President Barack Obama opposes the appointment of a special counsel to investigate whether vital national security secrets were improperly disclosed in a wave of news reports detailing sensitive operations, the White House said Thursday.
"No," press secretary Jay Carney told reporters aboard Air Force One when asked whether Obama would support such a move. Carney referred reporters to government agencies already tasked with ferreting out leakers. Some Republicans, like Sen. John Cornyn of Texas, have said the administration cannot be trusted to investigate itself.
Carney also declined to say whether the administration would cooperate with congressional investigations into the disclosures. The Senate and House Intelligence Committees have said they will be looking into the matter.
"I just don't have enough information about it," Carney said.
The spokesman declined to comment on the specifics of the news reports, notably New York Times pieces on America's targeted assassination program and cyberwar on Iran's nuclear capabilities, which have triggered the often angry debate.
But "as a general matter … the president feels very strongly that we must prevent leaks of classified or sensitive information that could risk ongoing counterterrorism or intelligence operations," Carney said. "He will not countenance the leaking of classified information that could harm our men and women in uniform, or Americans who work on our national security."

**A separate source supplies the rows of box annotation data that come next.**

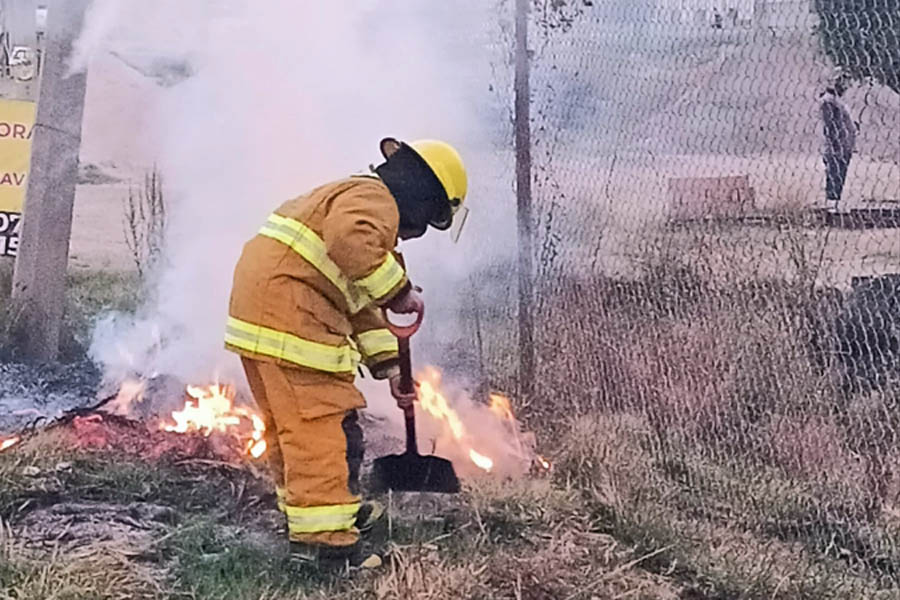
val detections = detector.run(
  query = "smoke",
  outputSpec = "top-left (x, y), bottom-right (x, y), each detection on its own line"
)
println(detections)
top-left (68, 0), bottom-right (123, 75)
top-left (88, 0), bottom-right (515, 418)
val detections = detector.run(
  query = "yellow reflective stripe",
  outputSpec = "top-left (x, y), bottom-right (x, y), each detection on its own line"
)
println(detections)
top-left (284, 502), bottom-right (360, 533)
top-left (259, 213), bottom-right (372, 314)
top-left (356, 329), bottom-right (400, 358)
top-left (225, 317), bottom-right (359, 373)
top-left (354, 252), bottom-right (406, 301)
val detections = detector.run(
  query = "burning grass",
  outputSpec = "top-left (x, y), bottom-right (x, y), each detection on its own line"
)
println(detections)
top-left (0, 428), bottom-right (676, 600)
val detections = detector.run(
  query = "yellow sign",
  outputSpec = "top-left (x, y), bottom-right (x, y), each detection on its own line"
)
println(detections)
top-left (0, 100), bottom-right (35, 256)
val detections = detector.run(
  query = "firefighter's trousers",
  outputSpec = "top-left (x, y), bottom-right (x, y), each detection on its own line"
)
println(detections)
top-left (241, 357), bottom-right (365, 546)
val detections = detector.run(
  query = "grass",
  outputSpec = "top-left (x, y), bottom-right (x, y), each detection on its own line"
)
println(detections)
top-left (0, 430), bottom-right (675, 600)
top-left (0, 261), bottom-right (140, 362)
top-left (461, 247), bottom-right (900, 599)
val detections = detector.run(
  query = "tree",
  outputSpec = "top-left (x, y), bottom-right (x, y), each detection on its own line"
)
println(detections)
top-left (815, 0), bottom-right (900, 94)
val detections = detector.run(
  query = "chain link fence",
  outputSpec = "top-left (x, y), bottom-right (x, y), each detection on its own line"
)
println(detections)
top-left (464, 0), bottom-right (900, 598)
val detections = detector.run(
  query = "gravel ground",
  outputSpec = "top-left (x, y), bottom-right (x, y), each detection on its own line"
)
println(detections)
top-left (0, 361), bottom-right (100, 435)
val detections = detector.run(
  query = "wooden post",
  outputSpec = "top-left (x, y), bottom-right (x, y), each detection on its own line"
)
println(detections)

"That policy and that approach is communicated widely throughout the White House and the administration," the spokesman underlined.
Carney said the administration "takes all appropriate and necessary steps" to thwart leaks that could harm counterterrorism or intelligence operations. "Any suggestion that the White House has leaked sensitive information for political purposes has no basis in fact."
Sen. John McCain, the top Republican on the Senate Armed Services Committee, has repeatedly charged that the administration released sensitive information in order to polish Obama's national security credentials in an election year.